Situation Awareness for Driver-Centric Driving Style Adaptation

TL;DR

A situation-aware driving style model based on different visual feature encoders pretrained on fleet data, as well as driving behavior predictors, which are adapted to the driving style of a specific driver are proposed.

Abstract

There is evidence that the driving style of an autonomous vehicle is important to increase the acceptance and trust of the passengers. The driving situation has been found to have a significant influence on human driving behavior. However, current driving style models only partially incorporate driving environment information, limiting the alignment between an agent and the given situation. Therefore, we propose a situation-aware driving style model based on different visual feature encoders pretrained on fleet data, as well as driving behavior predictors, which are adapted to the driving style of a specific driver. Our experiments show that the proposed method outperforms static driving styles significantly and forms plausible situation clusters. Furthermore, we found that feature encoders pretrained on our dataset lead to more precise driving behavior modeling. In contrast, feature encoders pretrained supervised and unsupervised on different data sources lead to more specific situation clusters, which can be utilized to constrain and control the driving style adaptation for specific situations. Moreover, in a real-world setting, where driving style adaptation is happening iteratively, we found the MLP-based behavior predictors achieve good performance initially but suffer from catastrophic forgetting. In contrast, behavior predictors based on situationdependent statistics can learn iteratively from continuous data streams by design. Overall, our experiments show that important information for driving behavior prediction is contained within the visual feature encoder. The dataset is publicly available at huggingface.co/datasets/jHaselberger/SADC-Situation-Awareness-for-Driver-Centric-Driving-Style-Adaptation.

Figures (6)

• Figure 1: Distance to lane center predictions of our proposed neural-network-based driving style model (NN) and the driving situation clustering approach (DSC) for two specific scenarios.

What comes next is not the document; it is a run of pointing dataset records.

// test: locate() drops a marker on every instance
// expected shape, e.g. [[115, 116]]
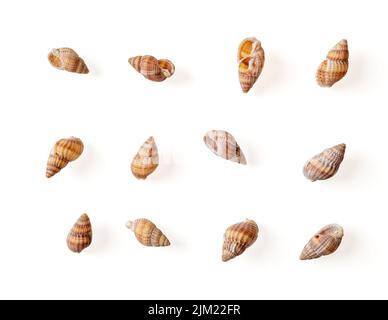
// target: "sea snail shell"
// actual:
[[223, 144], [64, 151], [325, 165], [146, 160], [67, 59], [324, 242], [335, 66], [147, 233], [80, 236], [251, 62], [152, 68], [238, 238]]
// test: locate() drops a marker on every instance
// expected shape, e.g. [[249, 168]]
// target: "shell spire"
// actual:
[[63, 152], [146, 160], [147, 233], [152, 68], [335, 67], [223, 144], [80, 236], [238, 238], [325, 164], [251, 59], [67, 59], [324, 242]]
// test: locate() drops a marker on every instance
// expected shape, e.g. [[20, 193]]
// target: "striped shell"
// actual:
[[223, 144], [80, 236], [238, 238], [147, 233], [325, 165], [146, 160], [152, 68], [251, 62], [335, 66], [67, 59], [323, 243], [64, 151]]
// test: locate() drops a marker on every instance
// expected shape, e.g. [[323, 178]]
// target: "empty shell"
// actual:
[[146, 160], [324, 242], [80, 236], [67, 59], [251, 62], [238, 238], [147, 233], [64, 151], [152, 68], [325, 165], [223, 144], [335, 66]]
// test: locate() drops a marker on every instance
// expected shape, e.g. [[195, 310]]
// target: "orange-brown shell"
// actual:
[[251, 62], [147, 233], [325, 164], [238, 238], [335, 66], [324, 242], [152, 68], [64, 151], [67, 59], [80, 236], [146, 159]]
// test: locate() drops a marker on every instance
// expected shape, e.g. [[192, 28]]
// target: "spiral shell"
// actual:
[[80, 236], [325, 165], [238, 238], [223, 144], [64, 151], [146, 160], [323, 243], [67, 59], [335, 66], [147, 233], [152, 68], [251, 62]]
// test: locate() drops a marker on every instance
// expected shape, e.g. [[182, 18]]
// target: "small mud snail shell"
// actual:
[[324, 242], [147, 233]]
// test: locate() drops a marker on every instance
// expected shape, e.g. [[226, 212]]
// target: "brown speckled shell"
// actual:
[[147, 233], [223, 144], [324, 242], [146, 160], [152, 68], [67, 59], [325, 165], [80, 236], [64, 151], [251, 62], [335, 66], [238, 238]]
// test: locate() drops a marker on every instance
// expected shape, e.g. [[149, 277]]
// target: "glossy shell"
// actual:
[[147, 233], [324, 242], [238, 238]]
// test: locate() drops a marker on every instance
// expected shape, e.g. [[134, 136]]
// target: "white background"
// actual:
[[193, 196]]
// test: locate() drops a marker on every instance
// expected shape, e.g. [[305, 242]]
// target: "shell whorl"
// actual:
[[325, 164], [335, 67], [223, 144], [251, 60], [152, 68], [64, 151], [324, 242], [238, 238], [67, 59], [147, 233], [80, 235]]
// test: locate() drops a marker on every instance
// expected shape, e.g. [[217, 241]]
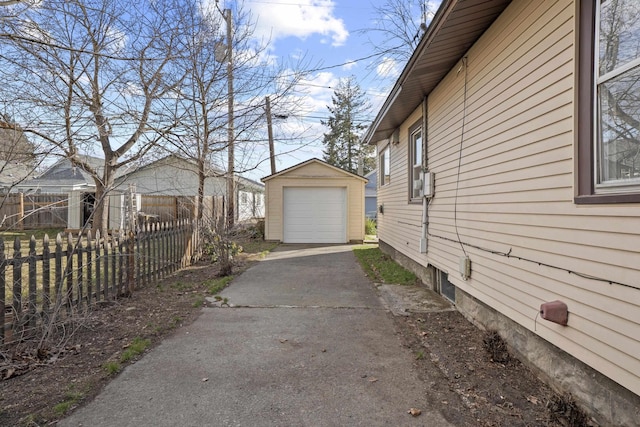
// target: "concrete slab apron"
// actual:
[[306, 342]]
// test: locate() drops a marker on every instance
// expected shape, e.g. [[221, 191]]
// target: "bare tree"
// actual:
[[398, 27], [93, 76], [203, 95]]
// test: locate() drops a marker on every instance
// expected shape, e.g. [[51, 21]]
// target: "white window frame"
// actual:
[[416, 167], [602, 185], [385, 166]]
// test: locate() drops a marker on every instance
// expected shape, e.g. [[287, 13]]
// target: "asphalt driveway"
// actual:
[[306, 341]]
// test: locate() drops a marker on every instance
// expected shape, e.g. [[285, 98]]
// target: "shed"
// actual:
[[314, 202]]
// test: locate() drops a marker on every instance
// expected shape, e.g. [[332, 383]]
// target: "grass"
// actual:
[[198, 301], [381, 268], [70, 398], [214, 286], [259, 247], [136, 347], [112, 367], [370, 227]]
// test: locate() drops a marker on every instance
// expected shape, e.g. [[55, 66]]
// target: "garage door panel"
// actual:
[[315, 215]]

The top row shows images of the driving situation in chronological order, and the bottom row shows the predicted trajectories and the recorded human behavior. Red squares denote a change in the situation cluster identified by the DSC approach. Corresponding images and their respective cluster IDs are annotated with arrows.
• Figure 2: High-level overview of the proposed method. Our method consists of a visual feature encoder that infers a representation from an image of a driving situation. This encoder is either pretrained on our pretrain dataset, pretrained on ImageNet1K, or a pretrained unsupervised (foundation) model. Utilizing this representation, unsupervised clustering is employed to associate each driving situation with a cluster $C_i$. This clustering can be used to identify and mask specific driving situations to constrain and control the driving style adaptation. We predict the target driving behaviors either with a statistical lookup table that uses the situation cluster $C_i$ for indexing or with MLPs that use the representations from the visual encoder for situation awareness.
• Figure 3: a) Training and validation RMSE of the DSC method on $\mathcal{D}_{V,V}$ for an increasing number of clusters $N_C$ utilizing the ResNeXt-50 feature encoder pretrained on $\mathcal{D}_{P,T}$. b) and c) Predictions of the DSC approach with ResNeXt-50 feature encoding for two specific driving situations with $N_C = 10$ (DSC-10) and $N_C = 500$ (DSC-500).
• Figure 4: Sample images of learned situation clusters using the representations from the visual feature encoders pretrained on our pretrain dataset $\mathcal{D}_{P,T}$, ImageNet1K, and in an unsupervised manner on curated data from different sources. For each situation cluster, we sample six images randomly from the set of assigned driving situations of $\mathcal{D}_{V,T}$. In the first four rows, we aim to highlight various aspects of potential driving situations, including oncoming traffic, following vehicles, overtaking, and driving on rural roads. In the last row, possible shortcomings of the clusters, such as unclear driving situations or over-specification, are shown.
• Figure 5: a) Comparison of the Entropy-based Cluster Specificity ($\mathrm{ECS}$) over the number of clusters $N_C$ of the best-performing models for pretraining variant. b) ECS curves for the models pretrained on our pretrain dataset $\mathcal{D}_{P,T}$.